What can you never tell an orphan?
Go home to your parents.
This man walks into a bar and says, "How do I get service here?"
The assistant bar attendant tells him to take a seat as the bartender will be there to serve him shortly. After 2 minutes, the man says this is ridiculous, that he has to wait. The assistant then offers him a bar snack of free nuts, which the man duly eats. Another 2 minutes go by, and the man then says, "OK, I get it, no service of beer, but free nuts," to which the assistant says, "Hell no, the game starts in 10 minutes." Everyone laughs and claps.
If you ever get mad, just hit an orphan.
What are they gonna do, tell their parents?
What did the officer tell the lioness after she said she was a dog?
Oooooooooh girl, you lion!
Trump and two of his friends are stranded on an island with no internet connection and no way of getting home. As they frantically run around the island trying to get a signal so Trump can call his private helicopter to come and pick them up, Trump’s wig falls off and lands on a magical lamp, from which suddenly appears a genie. As Trump replaces his wig, the genie announces that he will grant each man one wish for freeing him.
The men stop to confer.

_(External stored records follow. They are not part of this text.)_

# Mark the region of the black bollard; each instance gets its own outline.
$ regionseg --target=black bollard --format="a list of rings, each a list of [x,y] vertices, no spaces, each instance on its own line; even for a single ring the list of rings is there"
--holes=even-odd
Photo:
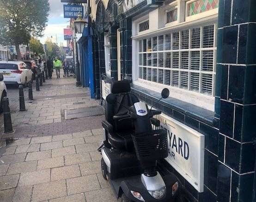
[[[43,74],[42,73],[39,75],[39,86],[43,86]]]
[[[5,125],[5,133],[12,133],[12,118],[10,112],[10,106],[9,105],[9,99],[7,97],[3,98],[3,107],[4,110],[4,122]]]
[[[24,100],[24,92],[23,92],[23,86],[20,85],[18,87],[19,91],[19,110],[25,111],[25,101]]]
[[[39,82],[38,81],[38,77],[37,76],[37,75],[36,75],[36,90],[37,90],[37,91],[39,91]]]
[[[29,100],[33,100],[33,91],[31,82],[29,82]]]
[[[45,79],[48,79],[48,73],[47,69],[45,69]]]
[[[44,71],[43,71],[42,72],[43,74],[43,82],[45,83],[45,77],[44,77]]]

The first one says he will wish for a plane to rescue him, the second wishes for a boat to rescue him and they tell Trump to wish for a helicopter to rescue him. Trump, being Trump, nods and says yes, but he wasn’t really listening. Then they approach the genie. The first one of Trump’s friends wishes for a plane to rescue him, as agreed. The second one of Trump’s friends wishes for a boat to rescue him, as agreed. Then Trump is left all alone, but instead of wishing for a helicopter to rescue him, as agreed, he says, “Aww, I’m lonely now. I wish both my friends were here with me!”